I am poised on the slippery slope
of the seventh decade
Ghosts of unmet goals mock me.
Ticks of Time
spiral off into a
world of mundane minutia.
I bring out an old dream
to rise beneath taut silken folds
of color into a blue enamel sky.
Feel the hot flame fueling
Above my head. It will burn
away my fear of a diminished self.
And yet there may be time
to place a genuine turquoise
necklace around my neck
And walk the fields of Ireland.
A few years back, Rachel was in our Early Stage class and I learned of her book of poetry, The Eden Tree, A Collection of Poems. I was so taken with her work that I bought the teens who were part of our Walk to End Alzheimer’s Youth Committee, a copy of the book and then arranged a meeting where they could meet her. Each teenager chose one of her poems, and at a meeting I had planned for them, with drinks and cupcakes, they each read her one of her poems.
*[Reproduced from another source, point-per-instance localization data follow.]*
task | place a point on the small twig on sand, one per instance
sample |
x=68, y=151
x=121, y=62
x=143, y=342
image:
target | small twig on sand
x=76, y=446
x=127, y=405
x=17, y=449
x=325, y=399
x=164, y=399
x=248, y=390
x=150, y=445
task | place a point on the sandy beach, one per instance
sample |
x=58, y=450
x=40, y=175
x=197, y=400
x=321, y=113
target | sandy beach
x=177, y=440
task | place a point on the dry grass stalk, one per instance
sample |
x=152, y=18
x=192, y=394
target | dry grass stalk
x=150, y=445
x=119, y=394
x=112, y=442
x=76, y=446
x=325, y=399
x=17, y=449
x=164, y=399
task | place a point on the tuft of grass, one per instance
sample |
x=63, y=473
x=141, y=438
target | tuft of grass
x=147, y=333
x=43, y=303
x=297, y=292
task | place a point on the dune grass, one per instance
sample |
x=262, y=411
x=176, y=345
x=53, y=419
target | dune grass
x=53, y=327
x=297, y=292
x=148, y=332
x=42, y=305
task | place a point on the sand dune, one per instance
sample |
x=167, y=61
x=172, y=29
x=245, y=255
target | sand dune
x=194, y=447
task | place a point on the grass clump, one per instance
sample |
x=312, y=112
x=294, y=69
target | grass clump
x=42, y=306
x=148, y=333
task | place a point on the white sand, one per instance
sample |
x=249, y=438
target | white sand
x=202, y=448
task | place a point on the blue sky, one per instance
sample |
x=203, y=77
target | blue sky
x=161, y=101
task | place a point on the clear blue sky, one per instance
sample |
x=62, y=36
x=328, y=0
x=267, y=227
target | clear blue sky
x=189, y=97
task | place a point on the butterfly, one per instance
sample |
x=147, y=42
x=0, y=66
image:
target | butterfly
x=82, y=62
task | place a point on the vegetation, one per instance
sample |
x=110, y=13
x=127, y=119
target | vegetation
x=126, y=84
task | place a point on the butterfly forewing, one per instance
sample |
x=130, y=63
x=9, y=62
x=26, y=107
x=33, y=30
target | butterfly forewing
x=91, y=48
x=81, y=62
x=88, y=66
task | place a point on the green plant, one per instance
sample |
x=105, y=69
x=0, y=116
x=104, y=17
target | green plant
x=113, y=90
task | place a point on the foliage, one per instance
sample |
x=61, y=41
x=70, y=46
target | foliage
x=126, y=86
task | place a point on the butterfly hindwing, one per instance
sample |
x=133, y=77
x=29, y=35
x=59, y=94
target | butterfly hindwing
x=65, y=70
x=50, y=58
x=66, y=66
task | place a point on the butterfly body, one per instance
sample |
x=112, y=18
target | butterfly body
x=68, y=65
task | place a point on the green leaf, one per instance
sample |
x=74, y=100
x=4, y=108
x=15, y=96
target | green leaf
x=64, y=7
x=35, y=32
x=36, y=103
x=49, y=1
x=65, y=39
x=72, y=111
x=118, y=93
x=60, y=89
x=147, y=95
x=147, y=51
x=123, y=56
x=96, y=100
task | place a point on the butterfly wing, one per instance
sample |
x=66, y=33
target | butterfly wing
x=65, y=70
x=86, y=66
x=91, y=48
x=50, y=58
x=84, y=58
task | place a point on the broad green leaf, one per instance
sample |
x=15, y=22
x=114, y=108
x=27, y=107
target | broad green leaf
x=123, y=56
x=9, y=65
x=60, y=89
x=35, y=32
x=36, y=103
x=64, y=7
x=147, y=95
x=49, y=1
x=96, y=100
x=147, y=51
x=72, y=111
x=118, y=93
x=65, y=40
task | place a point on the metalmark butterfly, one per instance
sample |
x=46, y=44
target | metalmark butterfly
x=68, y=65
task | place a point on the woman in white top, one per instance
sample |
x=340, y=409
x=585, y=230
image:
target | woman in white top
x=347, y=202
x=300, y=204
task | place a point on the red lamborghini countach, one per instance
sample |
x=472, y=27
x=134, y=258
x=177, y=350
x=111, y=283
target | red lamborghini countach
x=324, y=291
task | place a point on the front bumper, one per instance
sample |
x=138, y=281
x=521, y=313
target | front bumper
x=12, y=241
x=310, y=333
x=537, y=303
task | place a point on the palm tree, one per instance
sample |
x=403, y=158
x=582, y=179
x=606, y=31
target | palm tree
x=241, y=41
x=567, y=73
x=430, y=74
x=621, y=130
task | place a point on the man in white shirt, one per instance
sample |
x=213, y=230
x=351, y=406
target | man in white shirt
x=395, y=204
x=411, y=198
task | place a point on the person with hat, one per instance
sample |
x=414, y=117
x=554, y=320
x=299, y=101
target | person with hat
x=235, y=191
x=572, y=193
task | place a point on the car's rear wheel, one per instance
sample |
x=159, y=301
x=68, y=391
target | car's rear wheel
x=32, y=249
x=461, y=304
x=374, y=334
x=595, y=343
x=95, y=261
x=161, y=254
It was one of the most beautiful things I have ever witnessed. They shared with her what they thought she meant by the poems and how it affected them. She was deeply touched and they were forever changed by a woman who would be forever etched in their minds. They will tell their kids about her someday, I am certain. After the meeting they named their Youth Walk Committee, Ticks of Time.
I learned a lot from Rachel. She called me last year when she needed help. “I love my caregiver” she said, “but she wants to do everything for me.” “She goes to the store without me and then tells me to go in and watch TV, and she will take care of dinner.” “I AM STILL HERE!” she cried. “To make it worse, my husband wants me to go to the gym and work out, which I can no longer do. I get lost in the locker room and everyone stares at me.” She went on to say, “One of them thinks I can’t do anything anymore, and the other expects way too much from me.” She asked me to come over to her home and play referee. I used this as a teaching moment to help everyone appropriately understand her cognitive and physical abilities. Everyone adjusted and she lived another year. We lost her this summer to Alzheimer’s, but it never defined her.
She never took the balloon ride, and she never saw Ireland, but she lived a good life; a wonderful wife and a wonderful mother. She was a friend and a beautiful soul who never gave in; she never gave up.
I will always remember you Rachel Zeiner. You were loved.